Mais cette fois-ci, c'est sur la base d’un rapport de lanceur d’alertes que Nissan Motor Co. Ltd. a mené une enquête interne au cours des derniers mois concernant des fautes commises par le représentant et président de la société, Carlos Ghosn, et le directeur, Greg Kelly.

L’enquête a révélé que, depuis de nombreuses années, «Ghosn et Kelly déclaraient dans le rapport sur les titres à la Bourse de Tokyo des montants de compensation inférieurs aux montants réels, afin de réduire la rémunération de Carlos Ghosn», précise un communiqué officiel de Nissan. Le constructeur  japonais a même fourni des informations au Parquet japonais et a pleinement coopéré à l'enquête. «Nous continuerons à le faire», précisent les dirigeants à Tokyo.
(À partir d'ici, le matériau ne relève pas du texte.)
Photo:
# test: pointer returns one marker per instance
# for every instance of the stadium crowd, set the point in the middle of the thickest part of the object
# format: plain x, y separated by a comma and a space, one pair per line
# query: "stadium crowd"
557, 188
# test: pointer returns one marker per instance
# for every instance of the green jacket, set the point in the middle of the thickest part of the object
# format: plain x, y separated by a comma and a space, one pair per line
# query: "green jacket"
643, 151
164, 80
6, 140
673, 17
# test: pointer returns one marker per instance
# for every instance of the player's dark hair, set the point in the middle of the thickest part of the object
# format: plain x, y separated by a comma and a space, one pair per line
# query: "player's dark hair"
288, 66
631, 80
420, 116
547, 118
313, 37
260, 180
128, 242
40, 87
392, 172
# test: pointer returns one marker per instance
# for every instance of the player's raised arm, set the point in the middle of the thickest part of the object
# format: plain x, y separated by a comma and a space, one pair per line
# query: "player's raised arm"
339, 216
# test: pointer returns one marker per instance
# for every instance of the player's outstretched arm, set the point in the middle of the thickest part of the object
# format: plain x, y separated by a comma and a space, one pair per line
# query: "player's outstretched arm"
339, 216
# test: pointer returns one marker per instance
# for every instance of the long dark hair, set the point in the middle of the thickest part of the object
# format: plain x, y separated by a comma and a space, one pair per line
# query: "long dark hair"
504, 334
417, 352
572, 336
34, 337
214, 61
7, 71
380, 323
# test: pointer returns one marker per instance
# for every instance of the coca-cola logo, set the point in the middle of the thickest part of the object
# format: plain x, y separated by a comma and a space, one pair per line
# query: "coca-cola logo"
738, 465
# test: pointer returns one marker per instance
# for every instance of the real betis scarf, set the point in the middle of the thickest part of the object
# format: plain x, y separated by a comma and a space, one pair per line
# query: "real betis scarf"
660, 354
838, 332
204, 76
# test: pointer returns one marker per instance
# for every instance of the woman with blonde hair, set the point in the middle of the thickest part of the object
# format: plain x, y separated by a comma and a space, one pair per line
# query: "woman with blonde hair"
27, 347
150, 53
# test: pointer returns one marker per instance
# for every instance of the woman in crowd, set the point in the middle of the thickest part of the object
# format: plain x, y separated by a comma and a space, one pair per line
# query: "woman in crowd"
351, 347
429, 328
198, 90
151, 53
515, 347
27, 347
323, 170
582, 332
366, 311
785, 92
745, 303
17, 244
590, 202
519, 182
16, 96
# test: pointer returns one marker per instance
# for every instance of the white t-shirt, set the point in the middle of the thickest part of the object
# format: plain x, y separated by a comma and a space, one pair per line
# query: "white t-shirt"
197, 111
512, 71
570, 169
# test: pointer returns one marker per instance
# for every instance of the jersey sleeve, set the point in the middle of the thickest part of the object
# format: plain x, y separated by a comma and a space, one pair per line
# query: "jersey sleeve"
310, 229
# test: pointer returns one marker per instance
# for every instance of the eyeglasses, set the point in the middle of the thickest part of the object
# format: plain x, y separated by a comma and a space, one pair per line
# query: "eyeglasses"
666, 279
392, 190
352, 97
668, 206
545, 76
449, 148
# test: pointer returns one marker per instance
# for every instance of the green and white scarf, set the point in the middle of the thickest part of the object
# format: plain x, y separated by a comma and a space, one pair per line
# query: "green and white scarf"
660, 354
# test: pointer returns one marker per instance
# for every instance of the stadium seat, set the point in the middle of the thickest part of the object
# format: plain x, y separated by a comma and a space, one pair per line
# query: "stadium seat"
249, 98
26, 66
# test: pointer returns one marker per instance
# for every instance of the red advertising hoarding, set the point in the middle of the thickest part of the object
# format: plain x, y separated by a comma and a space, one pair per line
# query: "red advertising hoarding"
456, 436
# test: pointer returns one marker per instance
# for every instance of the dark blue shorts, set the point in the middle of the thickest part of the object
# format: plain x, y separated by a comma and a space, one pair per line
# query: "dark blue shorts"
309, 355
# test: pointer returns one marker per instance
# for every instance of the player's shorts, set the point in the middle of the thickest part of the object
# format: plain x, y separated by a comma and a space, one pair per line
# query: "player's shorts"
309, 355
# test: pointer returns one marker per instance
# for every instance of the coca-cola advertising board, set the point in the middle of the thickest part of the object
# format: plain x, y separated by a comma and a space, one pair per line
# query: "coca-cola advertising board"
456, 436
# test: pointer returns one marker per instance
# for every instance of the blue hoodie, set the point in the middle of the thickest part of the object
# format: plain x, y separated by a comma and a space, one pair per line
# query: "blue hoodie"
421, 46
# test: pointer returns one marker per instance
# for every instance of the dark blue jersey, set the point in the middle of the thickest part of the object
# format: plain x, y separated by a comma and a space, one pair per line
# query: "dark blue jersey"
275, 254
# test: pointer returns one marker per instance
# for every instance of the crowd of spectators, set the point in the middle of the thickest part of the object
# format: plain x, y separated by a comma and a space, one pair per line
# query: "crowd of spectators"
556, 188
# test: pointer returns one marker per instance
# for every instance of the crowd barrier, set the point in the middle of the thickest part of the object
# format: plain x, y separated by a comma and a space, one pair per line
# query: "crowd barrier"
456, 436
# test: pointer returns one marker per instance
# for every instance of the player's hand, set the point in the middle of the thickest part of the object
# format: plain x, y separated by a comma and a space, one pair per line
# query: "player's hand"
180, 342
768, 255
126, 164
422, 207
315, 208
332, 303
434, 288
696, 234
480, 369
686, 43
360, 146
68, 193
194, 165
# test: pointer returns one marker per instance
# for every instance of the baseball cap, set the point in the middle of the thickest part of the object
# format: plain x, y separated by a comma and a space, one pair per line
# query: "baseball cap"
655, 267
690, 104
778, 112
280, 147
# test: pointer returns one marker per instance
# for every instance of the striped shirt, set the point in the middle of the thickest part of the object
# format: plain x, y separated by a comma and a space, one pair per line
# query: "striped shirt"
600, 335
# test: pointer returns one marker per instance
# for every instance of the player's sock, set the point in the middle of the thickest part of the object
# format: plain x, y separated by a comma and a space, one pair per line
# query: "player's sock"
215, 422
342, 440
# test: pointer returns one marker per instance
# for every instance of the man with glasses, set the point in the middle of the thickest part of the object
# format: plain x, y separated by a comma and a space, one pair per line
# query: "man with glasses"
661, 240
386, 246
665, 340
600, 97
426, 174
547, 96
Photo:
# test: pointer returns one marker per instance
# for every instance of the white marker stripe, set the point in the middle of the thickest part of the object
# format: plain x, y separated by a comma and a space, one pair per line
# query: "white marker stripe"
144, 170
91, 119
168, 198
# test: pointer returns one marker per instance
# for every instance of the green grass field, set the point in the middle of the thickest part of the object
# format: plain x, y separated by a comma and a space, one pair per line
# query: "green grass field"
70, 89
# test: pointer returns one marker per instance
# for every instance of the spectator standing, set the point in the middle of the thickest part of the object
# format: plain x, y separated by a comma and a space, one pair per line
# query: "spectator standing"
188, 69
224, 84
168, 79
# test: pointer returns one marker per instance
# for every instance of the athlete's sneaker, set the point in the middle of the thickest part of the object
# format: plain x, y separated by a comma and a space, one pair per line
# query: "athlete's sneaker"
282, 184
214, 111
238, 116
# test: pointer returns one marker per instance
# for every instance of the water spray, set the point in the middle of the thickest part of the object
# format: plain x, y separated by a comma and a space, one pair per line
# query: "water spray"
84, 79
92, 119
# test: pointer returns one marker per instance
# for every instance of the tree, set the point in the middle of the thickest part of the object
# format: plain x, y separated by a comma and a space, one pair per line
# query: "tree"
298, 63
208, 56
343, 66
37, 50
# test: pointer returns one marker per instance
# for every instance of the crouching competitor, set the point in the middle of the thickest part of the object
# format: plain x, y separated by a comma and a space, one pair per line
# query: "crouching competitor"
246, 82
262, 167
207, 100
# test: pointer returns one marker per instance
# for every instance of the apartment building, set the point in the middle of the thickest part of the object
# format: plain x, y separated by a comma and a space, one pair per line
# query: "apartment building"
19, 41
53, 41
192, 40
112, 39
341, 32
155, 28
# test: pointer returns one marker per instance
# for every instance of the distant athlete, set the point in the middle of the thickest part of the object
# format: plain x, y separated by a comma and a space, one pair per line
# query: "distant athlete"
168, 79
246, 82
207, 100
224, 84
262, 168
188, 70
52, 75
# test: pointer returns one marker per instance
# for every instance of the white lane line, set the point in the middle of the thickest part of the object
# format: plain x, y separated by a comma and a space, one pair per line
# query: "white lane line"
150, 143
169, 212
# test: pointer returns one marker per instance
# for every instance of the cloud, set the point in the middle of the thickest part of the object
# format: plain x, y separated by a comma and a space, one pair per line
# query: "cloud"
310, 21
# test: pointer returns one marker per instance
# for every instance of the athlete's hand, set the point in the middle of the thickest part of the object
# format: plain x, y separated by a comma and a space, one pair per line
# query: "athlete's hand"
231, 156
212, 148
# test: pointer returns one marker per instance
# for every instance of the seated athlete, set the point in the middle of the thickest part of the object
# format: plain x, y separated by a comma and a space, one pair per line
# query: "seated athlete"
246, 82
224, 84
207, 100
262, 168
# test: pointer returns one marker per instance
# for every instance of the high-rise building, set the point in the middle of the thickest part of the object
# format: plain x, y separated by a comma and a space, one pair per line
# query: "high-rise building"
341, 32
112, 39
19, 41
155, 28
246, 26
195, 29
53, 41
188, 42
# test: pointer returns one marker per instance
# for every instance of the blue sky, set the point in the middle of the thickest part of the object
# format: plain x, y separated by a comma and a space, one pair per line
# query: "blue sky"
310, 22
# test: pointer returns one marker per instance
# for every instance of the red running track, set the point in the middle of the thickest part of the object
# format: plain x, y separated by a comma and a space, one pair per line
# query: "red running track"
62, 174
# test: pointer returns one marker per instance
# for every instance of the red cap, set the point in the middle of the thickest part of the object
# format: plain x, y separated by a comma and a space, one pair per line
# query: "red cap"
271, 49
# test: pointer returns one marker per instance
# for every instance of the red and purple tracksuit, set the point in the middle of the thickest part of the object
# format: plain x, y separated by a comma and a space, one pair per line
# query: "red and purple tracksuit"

Selon l'agence de presse japonaise Jiji, le président de Nissan aurait sous-évalué de 5 milliards de yens (38,9 millions d'euros) sa rémunération qui s'élevait à près de 10 milliards. Par ailleurs, d'après l'agence de presse Kyodo, cette pratique a commencé en 2011 et a duré plus de 5 ans. Arrêté au Japon, Carlos Ghosn a vu sa détention prorogée de dix jours à partir du mercredi 21 novembre. En France, l'Elysée a confirmé qu'une «procédure est en cours» au Japon, mais s'est refusé à tout commentaire. Carlos Ghosn est maintenu à la présidence de Renault. En attendant le dénouement de cette affaire, c'est Thierry Bolloré qui a été chargé d'assurer l'intérim.

Pour le cas de Ghosn, de nombreuses fautes graves ont également été découvertes, telles que «l’utilisation personnelle des actifs de la société». Là encore, la profonde implication du directeur Kelly a été confirmée. Au lendemain de ce scandale, le constructeur nippon va plus loin. Nissan serait sur le point de demander à son conseil d'administration la démission de Carlos Ghosn.

«L’inconduite décelée lors de notre enquête interne constituant une violation flagrante du devoir de diligence des administrateurs, le directeur général de Nissan, Hiroto Saikawa, proposera au conseil d’administration de Nissan de démettre Ghosn de ses fonctions de président et d’administrateur représentant. Saikawa proposera également le retrait de Greg Kelly de son poste de directeur représentant», précise une communication de Nissan, dont L'Economiste détient copie.

La firme nipponne ne compte pas s'arrêter là. «Nous poursuivrons nos investigations pour identifier nos problèmes de gouvernance et de conformité et pour prendre les mesures appropriées». Par ailleurs, Nissan s’excuse profondément d’avoir inquiété ses actionnaires ainsi que l'ensemble des parties prenantes de l'Alliance.